Subsequently, there was no looking back as this team of clinicians gathered more advocates from various disciplines in different parts of Malaysia and the knowledge of PBM spread throughout the nation by means of PBM workshops. It has become an important part of training for healthcare professionals in Malaysia to emphasize the true concept of PBM, which is patient-focused as well as incorporating PBM in different disciplines.
Those few years also saw the parallel efforts of the Malaysian Blood Transfusion Society (MBTS) incorporate PBM as part of their workshops with the intention of providing education in PBM and improving the governance of blood products. MBTS conducted biennial meetings inviting experts such as Professor Dr Aryeh Shander and Professor Dr James Isbister, to present. The exposure to the international experts on PBM moved proactive transfusion medicine specialist (TMS) Dr Intan Iliana Iliassa to work with the cardiothoracic team in the hospital to integrate PBM strategies into their practice.

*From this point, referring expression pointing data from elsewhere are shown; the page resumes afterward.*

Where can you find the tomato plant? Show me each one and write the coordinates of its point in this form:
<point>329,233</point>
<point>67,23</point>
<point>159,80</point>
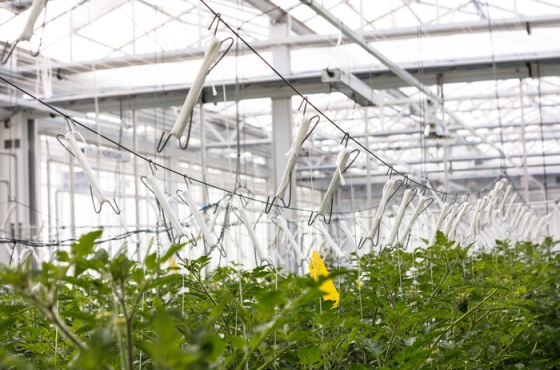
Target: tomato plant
<point>443,306</point>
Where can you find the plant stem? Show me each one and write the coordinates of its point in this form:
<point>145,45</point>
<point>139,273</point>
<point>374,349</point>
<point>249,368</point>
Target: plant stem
<point>454,323</point>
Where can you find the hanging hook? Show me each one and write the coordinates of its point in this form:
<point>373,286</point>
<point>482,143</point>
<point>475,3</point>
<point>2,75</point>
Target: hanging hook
<point>153,167</point>
<point>223,53</point>
<point>114,206</point>
<point>303,103</point>
<point>187,180</point>
<point>312,219</point>
<point>314,126</point>
<point>346,137</point>
<point>357,151</point>
<point>217,18</point>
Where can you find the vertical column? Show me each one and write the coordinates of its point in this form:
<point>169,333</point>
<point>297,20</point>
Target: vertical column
<point>20,179</point>
<point>282,126</point>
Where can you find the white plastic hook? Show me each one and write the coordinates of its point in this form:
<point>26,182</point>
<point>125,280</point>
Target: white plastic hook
<point>88,171</point>
<point>452,214</point>
<point>153,184</point>
<point>475,221</point>
<point>445,210</point>
<point>288,236</point>
<point>463,209</point>
<point>407,197</point>
<point>505,198</point>
<point>328,238</point>
<point>422,200</point>
<point>543,222</point>
<point>185,114</point>
<point>187,198</point>
<point>336,180</point>
<point>349,236</point>
<point>36,7</point>
<point>242,214</point>
<point>510,206</point>
<point>295,149</point>
<point>388,191</point>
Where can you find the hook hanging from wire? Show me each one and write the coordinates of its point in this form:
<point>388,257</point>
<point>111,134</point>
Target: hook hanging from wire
<point>244,218</point>
<point>185,197</point>
<point>423,204</point>
<point>337,179</point>
<point>287,236</point>
<point>407,198</point>
<point>389,190</point>
<point>286,182</point>
<point>330,241</point>
<point>152,184</point>
<point>27,32</point>
<point>95,188</point>
<point>211,59</point>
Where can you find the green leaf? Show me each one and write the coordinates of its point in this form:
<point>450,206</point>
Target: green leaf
<point>237,342</point>
<point>86,243</point>
<point>62,256</point>
<point>309,355</point>
<point>138,275</point>
<point>170,252</point>
<point>151,262</point>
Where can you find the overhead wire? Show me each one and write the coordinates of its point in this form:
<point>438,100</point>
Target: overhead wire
<point>233,193</point>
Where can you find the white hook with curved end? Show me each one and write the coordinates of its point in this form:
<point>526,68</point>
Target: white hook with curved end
<point>245,220</point>
<point>189,201</point>
<point>288,236</point>
<point>336,180</point>
<point>476,218</point>
<point>521,212</point>
<point>153,185</point>
<point>422,200</point>
<point>445,210</point>
<point>212,51</point>
<point>543,222</point>
<point>27,31</point>
<point>505,198</point>
<point>388,191</point>
<point>529,230</point>
<point>452,214</point>
<point>346,230</point>
<point>407,197</point>
<point>464,208</point>
<point>295,149</point>
<point>88,171</point>
<point>330,241</point>
<point>510,206</point>
<point>36,8</point>
<point>523,223</point>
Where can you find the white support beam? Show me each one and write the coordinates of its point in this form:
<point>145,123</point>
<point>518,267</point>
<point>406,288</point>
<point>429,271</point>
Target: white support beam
<point>277,14</point>
<point>351,86</point>
<point>398,70</point>
<point>359,40</point>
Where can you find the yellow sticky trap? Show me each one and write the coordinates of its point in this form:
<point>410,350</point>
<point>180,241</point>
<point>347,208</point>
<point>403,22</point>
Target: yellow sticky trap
<point>317,268</point>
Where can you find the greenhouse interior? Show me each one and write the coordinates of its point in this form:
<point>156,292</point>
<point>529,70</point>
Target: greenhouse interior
<point>222,148</point>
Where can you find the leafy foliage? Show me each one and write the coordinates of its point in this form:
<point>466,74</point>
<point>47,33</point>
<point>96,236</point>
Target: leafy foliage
<point>441,306</point>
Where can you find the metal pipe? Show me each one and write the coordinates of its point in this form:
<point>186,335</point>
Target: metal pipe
<point>396,69</point>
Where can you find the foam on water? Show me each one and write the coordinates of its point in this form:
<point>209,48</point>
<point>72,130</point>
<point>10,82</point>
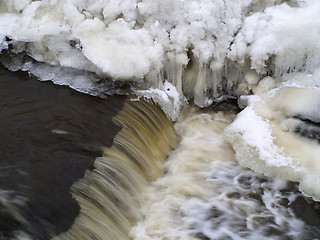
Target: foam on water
<point>277,133</point>
<point>205,194</point>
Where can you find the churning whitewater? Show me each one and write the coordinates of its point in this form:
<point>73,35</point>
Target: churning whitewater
<point>181,172</point>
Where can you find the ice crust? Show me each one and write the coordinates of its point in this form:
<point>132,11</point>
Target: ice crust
<point>204,48</point>
<point>277,132</point>
<point>199,50</point>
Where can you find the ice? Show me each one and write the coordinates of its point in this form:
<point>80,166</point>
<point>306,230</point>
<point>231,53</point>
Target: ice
<point>277,133</point>
<point>205,48</point>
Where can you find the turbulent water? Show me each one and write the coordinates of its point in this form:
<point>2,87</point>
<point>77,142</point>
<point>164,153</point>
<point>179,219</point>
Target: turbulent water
<point>245,166</point>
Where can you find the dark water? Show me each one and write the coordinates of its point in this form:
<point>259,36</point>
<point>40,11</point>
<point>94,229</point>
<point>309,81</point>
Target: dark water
<point>49,136</point>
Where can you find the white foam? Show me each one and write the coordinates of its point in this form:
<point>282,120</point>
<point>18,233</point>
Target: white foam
<point>270,137</point>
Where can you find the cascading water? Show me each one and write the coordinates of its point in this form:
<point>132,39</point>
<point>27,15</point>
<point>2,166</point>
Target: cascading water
<point>262,53</point>
<point>110,195</point>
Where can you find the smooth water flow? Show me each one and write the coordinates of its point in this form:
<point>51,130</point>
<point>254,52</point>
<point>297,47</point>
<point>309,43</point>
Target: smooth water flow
<point>110,195</point>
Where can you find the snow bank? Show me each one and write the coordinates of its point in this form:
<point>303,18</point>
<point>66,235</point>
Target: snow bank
<point>204,48</point>
<point>278,132</point>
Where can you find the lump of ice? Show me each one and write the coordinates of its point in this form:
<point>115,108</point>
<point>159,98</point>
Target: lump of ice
<point>206,49</point>
<point>278,133</point>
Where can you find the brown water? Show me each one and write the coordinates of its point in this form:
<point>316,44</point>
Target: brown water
<point>49,135</point>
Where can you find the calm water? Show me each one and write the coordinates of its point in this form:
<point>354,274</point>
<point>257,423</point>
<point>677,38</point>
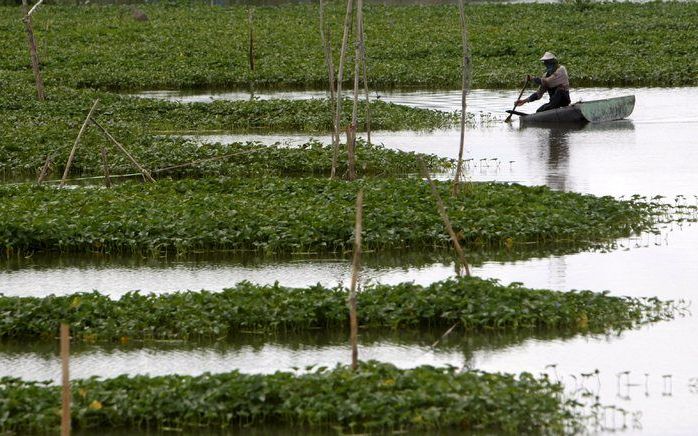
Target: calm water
<point>651,371</point>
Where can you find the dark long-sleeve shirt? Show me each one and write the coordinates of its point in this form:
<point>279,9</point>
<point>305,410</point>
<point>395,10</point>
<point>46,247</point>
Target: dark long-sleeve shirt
<point>558,79</point>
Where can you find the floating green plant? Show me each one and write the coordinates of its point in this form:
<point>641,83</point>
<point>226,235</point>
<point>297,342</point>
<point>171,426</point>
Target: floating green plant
<point>271,214</point>
<point>377,397</point>
<point>476,304</point>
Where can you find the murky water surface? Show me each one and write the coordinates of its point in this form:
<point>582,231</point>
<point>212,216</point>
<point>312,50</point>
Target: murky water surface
<point>651,370</point>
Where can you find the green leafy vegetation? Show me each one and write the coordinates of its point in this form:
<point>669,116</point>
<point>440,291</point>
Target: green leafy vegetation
<point>31,130</point>
<point>377,397</point>
<point>298,215</point>
<point>185,45</point>
<point>477,304</point>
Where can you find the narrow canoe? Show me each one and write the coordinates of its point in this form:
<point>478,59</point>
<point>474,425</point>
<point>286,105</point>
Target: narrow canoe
<point>594,111</point>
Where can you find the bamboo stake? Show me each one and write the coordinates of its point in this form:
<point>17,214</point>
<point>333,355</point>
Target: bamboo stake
<point>32,49</point>
<point>340,78</point>
<point>146,174</point>
<point>466,75</point>
<point>446,220</point>
<point>355,269</point>
<point>77,141</point>
<point>105,164</point>
<point>65,366</point>
<point>44,169</point>
<point>448,332</point>
<point>251,40</point>
<point>29,14</point>
<point>362,40</point>
<point>327,47</point>
<point>351,142</point>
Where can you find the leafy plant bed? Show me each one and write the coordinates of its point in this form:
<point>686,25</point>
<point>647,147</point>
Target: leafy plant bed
<point>476,304</point>
<point>180,45</point>
<point>31,130</point>
<point>300,215</point>
<point>376,397</point>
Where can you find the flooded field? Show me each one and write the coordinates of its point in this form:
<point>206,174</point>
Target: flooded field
<point>650,372</point>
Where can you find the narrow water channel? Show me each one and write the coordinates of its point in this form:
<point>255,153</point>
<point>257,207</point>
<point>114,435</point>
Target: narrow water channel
<point>650,371</point>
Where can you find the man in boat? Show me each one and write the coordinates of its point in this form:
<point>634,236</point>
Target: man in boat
<point>555,82</point>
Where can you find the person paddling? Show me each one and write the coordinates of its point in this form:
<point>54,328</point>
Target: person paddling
<point>556,83</point>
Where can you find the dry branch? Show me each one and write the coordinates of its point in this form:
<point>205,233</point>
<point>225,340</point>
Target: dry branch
<point>446,220</point>
<point>355,269</point>
<point>146,174</point>
<point>77,141</point>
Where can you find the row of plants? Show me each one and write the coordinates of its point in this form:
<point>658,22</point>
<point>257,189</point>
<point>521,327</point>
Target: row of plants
<point>377,397</point>
<point>185,45</point>
<point>271,214</point>
<point>476,304</point>
<point>31,130</point>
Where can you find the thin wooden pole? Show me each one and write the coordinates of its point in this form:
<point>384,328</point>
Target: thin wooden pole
<point>362,36</point>
<point>327,47</point>
<point>40,95</point>
<point>105,165</point>
<point>77,141</point>
<point>340,78</point>
<point>466,79</point>
<point>45,168</point>
<point>65,366</point>
<point>446,220</point>
<point>351,144</point>
<point>146,174</point>
<point>355,269</point>
<point>251,39</point>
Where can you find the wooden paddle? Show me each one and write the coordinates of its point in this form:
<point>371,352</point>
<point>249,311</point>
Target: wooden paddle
<point>508,119</point>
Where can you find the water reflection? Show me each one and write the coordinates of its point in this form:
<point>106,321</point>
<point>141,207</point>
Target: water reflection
<point>260,353</point>
<point>44,274</point>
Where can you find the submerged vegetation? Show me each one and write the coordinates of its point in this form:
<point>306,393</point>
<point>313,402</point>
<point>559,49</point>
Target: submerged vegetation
<point>31,130</point>
<point>271,214</point>
<point>476,304</point>
<point>377,397</point>
<point>181,45</point>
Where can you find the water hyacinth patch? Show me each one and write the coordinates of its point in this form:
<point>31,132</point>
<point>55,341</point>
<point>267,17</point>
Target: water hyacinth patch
<point>377,397</point>
<point>180,46</point>
<point>476,304</point>
<point>31,130</point>
<point>298,215</point>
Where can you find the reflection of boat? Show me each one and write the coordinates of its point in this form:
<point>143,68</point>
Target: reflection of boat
<point>595,111</point>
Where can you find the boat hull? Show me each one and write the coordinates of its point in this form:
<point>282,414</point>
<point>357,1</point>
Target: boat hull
<point>594,111</point>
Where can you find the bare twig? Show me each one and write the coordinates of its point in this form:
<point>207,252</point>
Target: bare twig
<point>327,47</point>
<point>146,174</point>
<point>466,76</point>
<point>65,367</point>
<point>77,141</point>
<point>29,14</point>
<point>446,220</point>
<point>355,269</point>
<point>32,49</point>
<point>340,78</point>
<point>362,44</point>
<point>448,332</point>
<point>251,39</point>
<point>105,165</point>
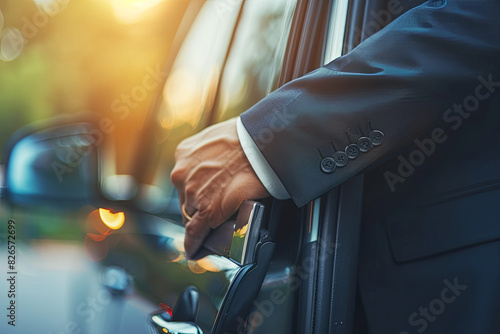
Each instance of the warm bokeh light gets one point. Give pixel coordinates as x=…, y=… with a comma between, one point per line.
x=112, y=220
x=195, y=268
x=207, y=264
x=240, y=233
x=130, y=11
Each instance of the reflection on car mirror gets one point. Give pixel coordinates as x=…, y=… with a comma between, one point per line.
x=59, y=163
x=238, y=237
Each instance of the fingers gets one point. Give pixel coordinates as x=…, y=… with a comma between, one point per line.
x=197, y=230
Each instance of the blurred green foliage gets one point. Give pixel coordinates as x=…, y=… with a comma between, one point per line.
x=83, y=57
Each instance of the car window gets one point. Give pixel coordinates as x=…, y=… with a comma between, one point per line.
x=256, y=58
x=211, y=74
x=188, y=96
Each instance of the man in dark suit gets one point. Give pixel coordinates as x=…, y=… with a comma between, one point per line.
x=417, y=108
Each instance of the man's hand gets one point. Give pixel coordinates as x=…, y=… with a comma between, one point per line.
x=213, y=177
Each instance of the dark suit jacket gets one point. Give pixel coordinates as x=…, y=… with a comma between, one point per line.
x=430, y=82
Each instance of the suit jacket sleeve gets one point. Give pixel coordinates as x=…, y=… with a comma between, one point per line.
x=433, y=66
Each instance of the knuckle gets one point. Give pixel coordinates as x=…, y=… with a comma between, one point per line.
x=190, y=191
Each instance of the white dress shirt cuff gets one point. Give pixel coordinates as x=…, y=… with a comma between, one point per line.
x=260, y=165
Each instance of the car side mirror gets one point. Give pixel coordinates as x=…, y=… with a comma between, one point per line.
x=237, y=238
x=56, y=163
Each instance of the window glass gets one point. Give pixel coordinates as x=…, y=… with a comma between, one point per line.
x=256, y=58
x=188, y=95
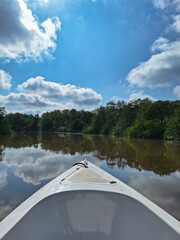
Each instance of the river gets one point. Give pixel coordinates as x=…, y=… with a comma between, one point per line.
x=29, y=161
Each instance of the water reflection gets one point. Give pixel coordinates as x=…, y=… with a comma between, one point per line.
x=27, y=162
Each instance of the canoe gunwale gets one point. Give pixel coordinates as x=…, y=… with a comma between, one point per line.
x=61, y=184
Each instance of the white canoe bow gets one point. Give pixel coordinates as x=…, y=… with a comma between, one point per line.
x=87, y=203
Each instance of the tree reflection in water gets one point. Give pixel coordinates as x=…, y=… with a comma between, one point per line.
x=28, y=161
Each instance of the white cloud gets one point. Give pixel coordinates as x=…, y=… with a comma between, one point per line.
x=177, y=91
x=137, y=95
x=37, y=96
x=161, y=4
x=52, y=90
x=43, y=1
x=28, y=100
x=176, y=23
x=3, y=178
x=22, y=36
x=5, y=80
x=162, y=68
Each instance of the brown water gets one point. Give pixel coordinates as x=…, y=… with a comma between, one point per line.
x=29, y=161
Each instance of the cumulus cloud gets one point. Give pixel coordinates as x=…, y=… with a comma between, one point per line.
x=3, y=178
x=5, y=80
x=177, y=91
x=176, y=23
x=43, y=1
x=162, y=68
x=27, y=100
x=37, y=96
x=22, y=36
x=52, y=90
x=162, y=4
x=137, y=95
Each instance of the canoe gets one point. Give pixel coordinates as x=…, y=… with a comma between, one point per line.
x=87, y=203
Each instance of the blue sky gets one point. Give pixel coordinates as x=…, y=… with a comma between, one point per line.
x=57, y=54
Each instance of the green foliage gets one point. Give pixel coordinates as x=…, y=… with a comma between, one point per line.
x=138, y=119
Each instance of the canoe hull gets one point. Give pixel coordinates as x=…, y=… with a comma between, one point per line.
x=87, y=210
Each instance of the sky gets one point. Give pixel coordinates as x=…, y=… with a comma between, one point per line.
x=64, y=54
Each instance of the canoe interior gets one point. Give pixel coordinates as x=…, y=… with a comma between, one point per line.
x=88, y=215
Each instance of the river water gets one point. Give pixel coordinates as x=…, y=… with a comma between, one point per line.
x=29, y=161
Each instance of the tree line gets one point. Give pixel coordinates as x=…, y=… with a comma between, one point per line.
x=136, y=119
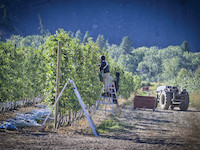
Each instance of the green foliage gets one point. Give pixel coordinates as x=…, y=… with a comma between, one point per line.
x=21, y=73
x=101, y=41
x=29, y=70
x=86, y=36
x=185, y=46
x=78, y=35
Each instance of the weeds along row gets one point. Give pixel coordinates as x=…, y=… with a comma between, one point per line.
x=29, y=72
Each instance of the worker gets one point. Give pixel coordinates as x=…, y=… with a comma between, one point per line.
x=106, y=74
x=116, y=81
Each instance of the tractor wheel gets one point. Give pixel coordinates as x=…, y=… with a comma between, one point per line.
x=165, y=101
x=184, y=105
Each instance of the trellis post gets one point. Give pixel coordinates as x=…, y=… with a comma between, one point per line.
x=58, y=81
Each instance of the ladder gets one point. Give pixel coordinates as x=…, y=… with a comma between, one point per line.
x=110, y=99
x=92, y=125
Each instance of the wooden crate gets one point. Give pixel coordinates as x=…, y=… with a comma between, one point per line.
x=149, y=102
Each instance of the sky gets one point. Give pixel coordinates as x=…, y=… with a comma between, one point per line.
x=147, y=22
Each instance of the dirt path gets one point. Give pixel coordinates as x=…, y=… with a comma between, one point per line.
x=130, y=129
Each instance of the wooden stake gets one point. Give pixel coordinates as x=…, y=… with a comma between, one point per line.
x=58, y=81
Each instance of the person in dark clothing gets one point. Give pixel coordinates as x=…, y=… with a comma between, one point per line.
x=106, y=73
x=116, y=81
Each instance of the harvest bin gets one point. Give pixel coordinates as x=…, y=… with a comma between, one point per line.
x=149, y=102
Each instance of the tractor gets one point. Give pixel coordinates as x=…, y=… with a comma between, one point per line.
x=172, y=96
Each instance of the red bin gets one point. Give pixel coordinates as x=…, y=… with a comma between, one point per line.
x=149, y=102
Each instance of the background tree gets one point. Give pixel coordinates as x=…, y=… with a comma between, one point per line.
x=126, y=45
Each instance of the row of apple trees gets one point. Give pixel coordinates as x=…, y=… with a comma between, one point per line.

Another special opportunity to work and grow together presented itself, when in 2016 the Asia-Pacific Society for Patient Blood Management (ASPBM) showed interest in Malaysia hosting their next symposium. Thus in 2017, the MyPBM-3rd ASPBM symposium was held in IJN, and this writer worked with Pau, Jameela and Lim, along with the ASPBM team from South Korea. The symposium also presented the opportunity to learn from Professor Dr Alhossain Khalafallah, an Australian-based haematologist and Shander, of SABM, on the significantly improved clinical outcomes possible with PBM including the attractive economic advantages.
The symposium was a landmark for several reasons: the term MyPBM was coined, the nucleus of the MyPBM was formed and the first PBM survey was launched at the outset of the symposium, collecting the valuable comments of more than 1,000 clinicians. The symposium was also the platform of long-term relationships with PBM organizations such as ASPBM and SABM; working on the symposium also propelled the efforts of collaborating with the Ministry of Health Malaysia (MOH) to promote PBM.
Hence, the next couple of years saw the move of Jameela and team submit a proposal to the MOH for PBM implementation in hospitals across Malaysia. The move sent ripples across the medical fraternity, and so the effort to continue to promote PBM is now accomplished by the parallel paths of the clinicians and PDN. The Malaysian Society of Patient Blood Management (MyPBM) was officially formed in 2019, with even more PBM advocates and the development of recent local PBM guides.
The journey that started almost 30 years ago has brought together many beautiful people and imparted valuable lessons. Just as in an orchestra, although individual musicians play different instruments and are in the limelight at different times, yet as an ensemble, it creates beautiful and meaningful music. That is the case with this journey of PBM in Malaysia, a journey that this writer anticipates may eventually create a concerted, beautiful outcome—that of optimal patient care, satisfying medical practice and abundant economic benefits.